Heat kernel estimates on book-like graphs

TL;DR

This paper establishes two-sided heat kernel estimates on 'book-like' graphs formed by gluing together lattice pieces satisfying the parabolic Harnack inequality, including perturbations such as added diagonals or extra vertices.

Contribution

It introduces a method to derive heat kernel estimates on complex glued graphs built from well-understood lattice components, extending previous results to more general structures.

Findings

Two-sided heat kernel estimates are proven for book-like graphs.

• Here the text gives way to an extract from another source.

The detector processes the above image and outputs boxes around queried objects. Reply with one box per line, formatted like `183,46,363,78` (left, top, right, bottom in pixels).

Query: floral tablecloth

The estimates are robust under perturbations like added diagonals or extra vertices.

The framework applies to graphs formed by gluing multiple lattice structures.

Abstract

In this paper, we prove two-sided heat kernel estimates on what we call "book-like" graphs. These are graphs consisting of pieces that satisfy the parabolic Harnack inequality that are glued together in a sufficiently nice way over a possibly infinite set of vertices. The prototypical example is gluing a copy of the square four-dimensional lattice $\mathbb{Z}^4,$ a copy of $\mathbb{Z}^5$, and a copy of $\mathbb{Z}^6$ by identifying their $x_1$-axes and taking the lazy simple random walk on this glued graph. Our results are flexible enough to handle perturbations of this example, for instance by adding diagonals to one of the lattices or a few extra vertices/edges.